The great-great-granddaughters of a man who founded a long-running weekly paper over 150 years ago flew more than 3,500 miles to see behind the scenes of their ancestors’ legacy.
William FW Harmer launched the Stroud Journal in 1854 and remained as editor for four years before emigrating to Canada with his wife Bertha and daughter Lois in 1858.
And this week the family returned to their roots when Kate Gibson Oswald and Beth Gibson, William FW Harmer’s great-great-granddaughters, visited the UK from their new home in British Columbia.
They were given a tour of the Stroud News and Journal offices and flicked through the paper’s archives – and editor Sue Smith said they were delighted when they came across copies of their relative’s first papers.
“It was lovely to meet the great-grandchildren of the founder of the Stroud Journal. We were so glad they took the time to come down,” she said.
“The sisters thought they would just be having a look around the building and were thrilled to find we still had copies of his first papers from the 1800s.

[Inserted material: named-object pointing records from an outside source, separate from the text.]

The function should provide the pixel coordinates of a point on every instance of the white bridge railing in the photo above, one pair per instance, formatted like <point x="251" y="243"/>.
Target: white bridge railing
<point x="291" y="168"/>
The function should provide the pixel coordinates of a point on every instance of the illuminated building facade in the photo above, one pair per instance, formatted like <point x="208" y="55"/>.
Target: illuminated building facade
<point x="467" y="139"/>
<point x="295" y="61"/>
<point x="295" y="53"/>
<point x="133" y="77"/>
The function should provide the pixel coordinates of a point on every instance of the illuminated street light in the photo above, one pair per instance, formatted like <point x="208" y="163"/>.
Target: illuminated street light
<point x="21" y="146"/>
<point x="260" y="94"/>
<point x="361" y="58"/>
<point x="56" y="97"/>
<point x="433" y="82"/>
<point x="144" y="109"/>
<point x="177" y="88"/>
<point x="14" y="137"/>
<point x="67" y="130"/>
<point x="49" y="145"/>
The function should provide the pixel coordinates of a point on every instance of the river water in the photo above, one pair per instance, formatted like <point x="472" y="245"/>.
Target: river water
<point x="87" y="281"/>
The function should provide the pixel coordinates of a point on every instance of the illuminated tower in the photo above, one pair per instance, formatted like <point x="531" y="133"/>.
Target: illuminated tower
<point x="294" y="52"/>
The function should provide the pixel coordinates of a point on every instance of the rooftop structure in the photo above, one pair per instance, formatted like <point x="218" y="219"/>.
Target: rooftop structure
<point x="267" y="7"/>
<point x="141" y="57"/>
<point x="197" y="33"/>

“It was quite moving flicking through those first editions knowing that the direct descendants of William FW Harmer were standing right there.
“If it hadn’t been for him this particular paper wouldn’t be here today and our lives might be very different. It’s a funny thought.”
The Stroud Journal amalgamated with the Stroud News in 1957 to become the SNJ, which has published the story on its website.